Ich vermute es. Aber es ist für die Unternehmen unterschiedlich schwierig. Wenn ich über Jahre hinweg alles auf China gesetzt habe – wie etwa VW –, dann werde ich natürlich Schwierigkeiten haben, mich umzuorientieren. Aber viele Unternehmen diversifizieren ihre Aktivitäten.
Wie beurteilen Sie den Standort Deutschland? Sind wir gerüstet für den stärkeren globalen Wettbewerb?

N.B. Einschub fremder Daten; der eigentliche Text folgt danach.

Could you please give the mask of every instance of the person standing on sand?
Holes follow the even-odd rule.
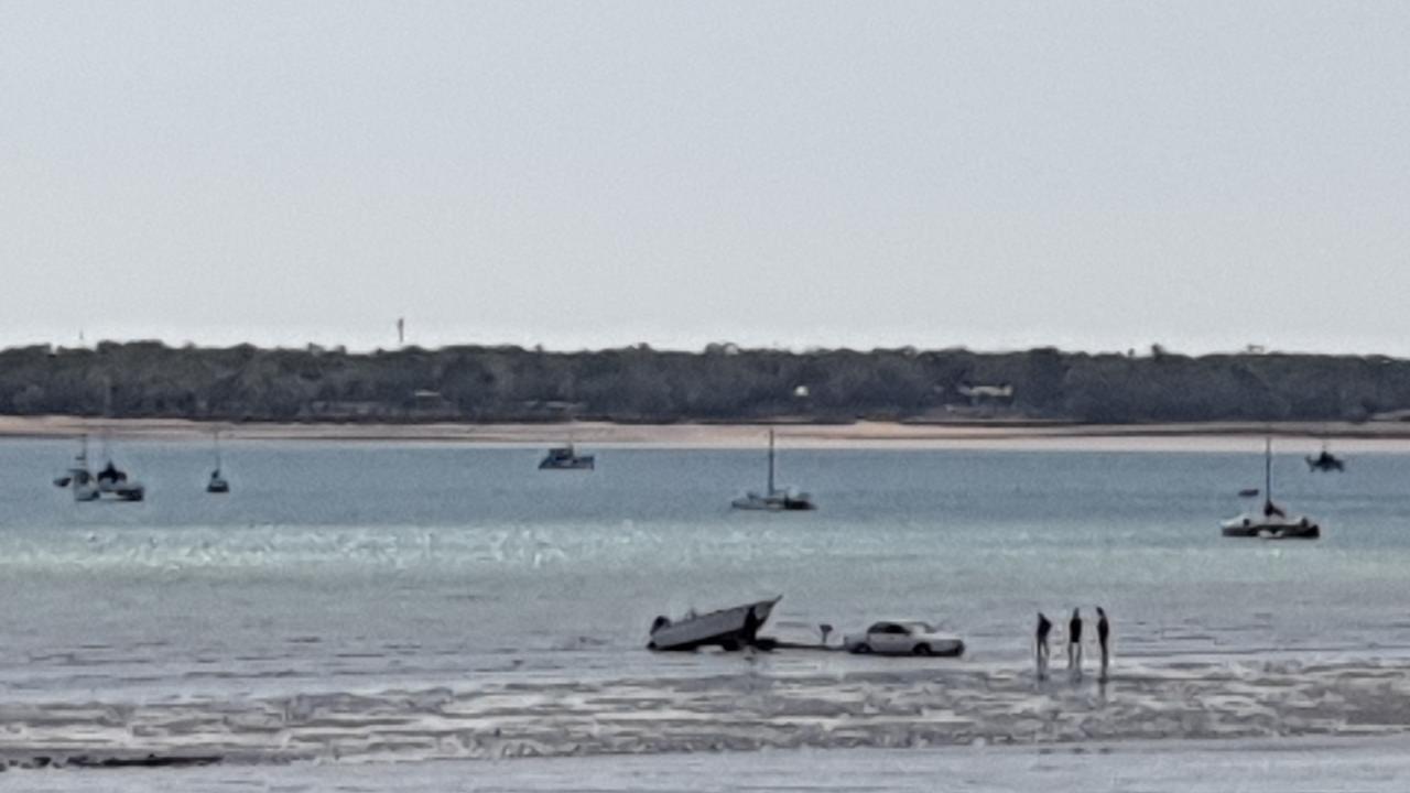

Ein bisschen erinnert mich die Lage an 2002, als wir der „kranke Mann Europas“genannt wurden. Damals gab es die Schröder’sche Blut-schweiß-und-tränen-rede und die „Agenda 2010“wurde lanciert. Wir sind derzeit tatsächlich an einem Scheideweg – nicht nur politisch, auch wirtschaftlich. Wir müssen uns bei der Energieversorgung neu aufstellen. Wir müssen die neueste Herausforderung auf dem Gebiet der digitalen Technologie, die Künstliche Intelligenz, aufnehmen. Allein die fünf großen Ustech-unternehmen haben 2022 dort mehr investiert als die deutsche Industrie insgesamt – und zwar deutlich mehr. Und wir müssen mit der Alterung der Bevölkerung fertigwerden, unser Bildungssystem reformieren und die Migrationskrise bewältigen. Wir bräuchten jetzt eine „Agenda 2030“, denn die Zeit drängt.
Wird diese kommen?
Ich befürchte, dass die Bundespolitik zu sehr mit sich selbst beschäftigt ist, als dass sie diese Herausforderungen, die da auf uns zukommen, richtig wahrnimmt. Experten, Manager und Unternehmer sprechen ja bereits von der bevorstehenden Deindustrialisierung Deutschlands. Noch haben wir eine gute Substanz, es ist enorm viel da. Aber das wird schnell verschwinden, wenn wir uns jetzt nicht richtig für die Zeit nach der Zeitenwende aufstellen.
Wird das klappen?
Wenn ich da nach Berlin schaue, habe ich Zweifel. Allein die Tatsache, dass allein aus ideologischen Gründen die Kernkraftwerke abgeschaltet wurden, muss einen skeptisch stimmen. Jeder weiß, dass es Blödsinn ist, aber die politischen Zwänge sind so. Oder nehmen Sie das neue Heizungsgesetz: Wenn es kommt, wie von der Regierung beschlossen, kann jeder Besitzer eines älteren Gebäudes zehn bis 20 Prozent seines Vermögens abschreiben. Haben die Politiker mal durchgerechnet, was das für das Land insgesamt bedeutet? Ich glaube nicht. Mit einem Federstrich der Regierung wird eine riesige Menge an vorhanden geglaubtem Vermögen eliminiert. Die Berliner Politikblase und die Realität klaffen weit auseinander. Das ist die größte Gefahr für den Wohlstand im Land.
Was müsste passieren?
Wir brauchen eine echte Deregulierungskampagne. Und wir können nicht überall immer noch mehr Geld draufsatteln. Statt immer neue Sonderschulden zu machen, sollten wir Prioritäten setzen. Wir müssen uns überlegen, was wir uns noch leisten können und was nicht mehr. Es braucht eine Erneuerung unseres Landes – und zwar schnell. Vielleicht klappt es ja, denn unverhofft kommt bekanntlich oft.